Perth's X-Press was merged with The Music in 2015, but continued to be printed under its own name. X-Press was later put up for sale in April 2016.

In 2017 The Brag was acquired by Seventh Street Media, and they ran The Brag alongside music websites Tone Deaf, The Industry Observer, and Rolling Stone Australia.

Scene Magazine, which had started in Brisbane in 1993, created a Melbourne edition in 2003. They downsized from their tabloid style magazine to A4 glossy in 2004 and later rebranded to scenestr in 2014, also changing from weekly to a monthly schedule. In 2015 they launched in Adelaide, Sydney in 2016, Perth in 2017, and relaunched in Melbourne in 2018. In 2021 they claimed to be the only national street press group.

Other publications included Australian Musician, and Music Feeds.

== Distribution numbers ==
The number of copies each street press distributed was audited by the Audited Media Association of Australia (AMAA) through their CAB brand which verifies and provides distribution data to media companies. Street press magazines would report their weekly distribution numbers as CAB audited, and would occasionally call each other out over displaying their numbers incorrectly. By 2020 no titles reported CAB audited data anymore, and instead displayed rounded numbers on their websites or inside each magazine, if at all.

| Title | 2009 Distributed (CAB Audit) | 2009 Outlets | 2020 Distributed | 2020 Outlets | References |
|---|---|---|---|---|---|
| Inpress | 33,348 | 1000 |  |  |  |
| The Drum Media (Sydney) | 34,312 | 850 |  |  |  |
| The Drum Media (Perth) | 25,318 | 900 |  |  |  |
| Time Off | 22,218 | 800 |  |  |  |
| Rip It Up | 12,000 | 800 |  |  |  |
| Beat | 34,000+ | 1800 | n/a | 32,000+ |  |
| The Brag | 30,000+ | n/a | n/a | n/a |  |
| Mixdown* | 25,000 | 1500+ | 32,000+ | 1750+ |  |
| Scene / Scenestr* | n/a | 1,100+ | 60,000 |  |  |
| The Music* |  |  | n/a | n/a |  |

- denotes national title

== COVID-19 pandemic impact==
In 2020, during Australia's lockdown period, due to COVID-19, most street presses stopped printing and moved completely online.

In Melbourne, Beat had moved to a fortnightly schedule in 2019. Following issue #1695's publication on March 11, 2020 Beat paused their print edition until in May 2022 editor when Lucas Radbourne announced the print issue had returned, and was available freely again as a monthly magazine.

In Sydney, The Brag also ceased publication in March 2020. But while most street press did so without a formal announcement, The Brag released a statement in February of their coming closure.

March 2020 was also the date of The Music’s most recent issue, and in October 2021, Handshake Media (previously Street Press Australia) announced they had sold The Music to SGC Media, owners of online music titles Purple Sneakers and Country Town.
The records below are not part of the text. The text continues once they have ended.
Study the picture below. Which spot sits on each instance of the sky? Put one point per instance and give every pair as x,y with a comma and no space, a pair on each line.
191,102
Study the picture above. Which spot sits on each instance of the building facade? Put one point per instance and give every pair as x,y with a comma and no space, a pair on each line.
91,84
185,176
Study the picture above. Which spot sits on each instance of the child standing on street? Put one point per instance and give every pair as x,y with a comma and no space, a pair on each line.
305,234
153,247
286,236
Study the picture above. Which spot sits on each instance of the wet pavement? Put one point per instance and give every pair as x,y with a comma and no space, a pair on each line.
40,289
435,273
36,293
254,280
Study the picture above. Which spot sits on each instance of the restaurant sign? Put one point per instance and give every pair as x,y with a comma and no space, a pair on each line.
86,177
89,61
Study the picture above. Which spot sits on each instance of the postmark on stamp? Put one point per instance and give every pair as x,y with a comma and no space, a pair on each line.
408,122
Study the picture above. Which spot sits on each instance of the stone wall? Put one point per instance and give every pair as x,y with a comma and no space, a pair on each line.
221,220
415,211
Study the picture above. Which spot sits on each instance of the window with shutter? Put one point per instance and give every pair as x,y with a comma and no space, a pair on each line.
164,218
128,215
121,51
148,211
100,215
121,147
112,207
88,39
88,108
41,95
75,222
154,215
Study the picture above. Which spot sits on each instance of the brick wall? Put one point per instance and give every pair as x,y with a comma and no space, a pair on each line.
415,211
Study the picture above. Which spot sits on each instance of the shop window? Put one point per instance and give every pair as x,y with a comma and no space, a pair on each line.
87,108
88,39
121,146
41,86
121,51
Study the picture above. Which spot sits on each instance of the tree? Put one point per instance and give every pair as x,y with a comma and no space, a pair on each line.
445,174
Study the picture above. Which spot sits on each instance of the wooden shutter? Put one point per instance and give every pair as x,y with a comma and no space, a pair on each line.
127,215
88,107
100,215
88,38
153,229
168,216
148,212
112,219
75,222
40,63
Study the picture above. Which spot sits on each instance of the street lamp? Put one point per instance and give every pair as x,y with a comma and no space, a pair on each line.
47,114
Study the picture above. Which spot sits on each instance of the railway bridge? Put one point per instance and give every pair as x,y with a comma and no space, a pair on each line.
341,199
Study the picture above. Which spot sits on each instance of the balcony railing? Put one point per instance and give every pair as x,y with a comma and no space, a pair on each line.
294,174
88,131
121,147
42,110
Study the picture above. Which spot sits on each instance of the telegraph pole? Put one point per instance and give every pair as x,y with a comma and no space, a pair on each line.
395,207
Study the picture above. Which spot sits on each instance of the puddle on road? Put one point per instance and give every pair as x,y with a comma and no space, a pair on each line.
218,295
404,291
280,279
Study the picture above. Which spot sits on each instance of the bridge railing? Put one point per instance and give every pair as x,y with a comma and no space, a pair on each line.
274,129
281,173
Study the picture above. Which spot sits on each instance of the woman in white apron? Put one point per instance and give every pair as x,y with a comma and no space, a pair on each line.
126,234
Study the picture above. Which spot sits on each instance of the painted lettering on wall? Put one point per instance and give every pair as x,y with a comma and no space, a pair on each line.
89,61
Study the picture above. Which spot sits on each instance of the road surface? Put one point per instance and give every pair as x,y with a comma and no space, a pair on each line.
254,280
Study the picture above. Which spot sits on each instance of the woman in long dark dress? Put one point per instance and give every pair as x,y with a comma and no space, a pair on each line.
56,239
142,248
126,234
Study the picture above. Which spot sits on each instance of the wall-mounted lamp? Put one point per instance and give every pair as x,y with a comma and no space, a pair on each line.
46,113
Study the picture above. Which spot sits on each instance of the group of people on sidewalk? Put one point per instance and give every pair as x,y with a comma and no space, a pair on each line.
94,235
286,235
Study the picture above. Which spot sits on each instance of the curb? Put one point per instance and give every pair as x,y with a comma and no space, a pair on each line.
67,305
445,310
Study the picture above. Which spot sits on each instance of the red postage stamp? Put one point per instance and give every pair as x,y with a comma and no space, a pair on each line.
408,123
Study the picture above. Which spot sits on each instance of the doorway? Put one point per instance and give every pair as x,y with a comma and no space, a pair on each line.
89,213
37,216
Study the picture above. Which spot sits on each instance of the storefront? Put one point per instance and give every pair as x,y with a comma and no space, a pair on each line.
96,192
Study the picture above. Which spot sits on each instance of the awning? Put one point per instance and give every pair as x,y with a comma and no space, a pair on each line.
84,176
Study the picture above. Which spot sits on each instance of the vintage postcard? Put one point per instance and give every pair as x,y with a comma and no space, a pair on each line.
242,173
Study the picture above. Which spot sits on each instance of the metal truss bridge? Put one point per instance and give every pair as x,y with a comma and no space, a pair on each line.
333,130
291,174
Time Off was separately sold to Sean Sennett, who had run the magazine through the 1990s, with plans to relaunch the magazine in 2022.

scenestr reported in October 2021 they were the "largest – and only remaining – street press group in Australia", and had returned to printing copies of their magazine in mid-2020 in five states and territories "where COVID and prevailing conditions have permitted". They continue to be published in 2022.

Mixdown has continued to be printed bi-monthly by Furst Media and made available nationally. They published their 318th issue in December 2021.

Elsewhere, BMA is still being published fortnightly in Canberra and is the longest consecutively running street press which is still in print in Australia.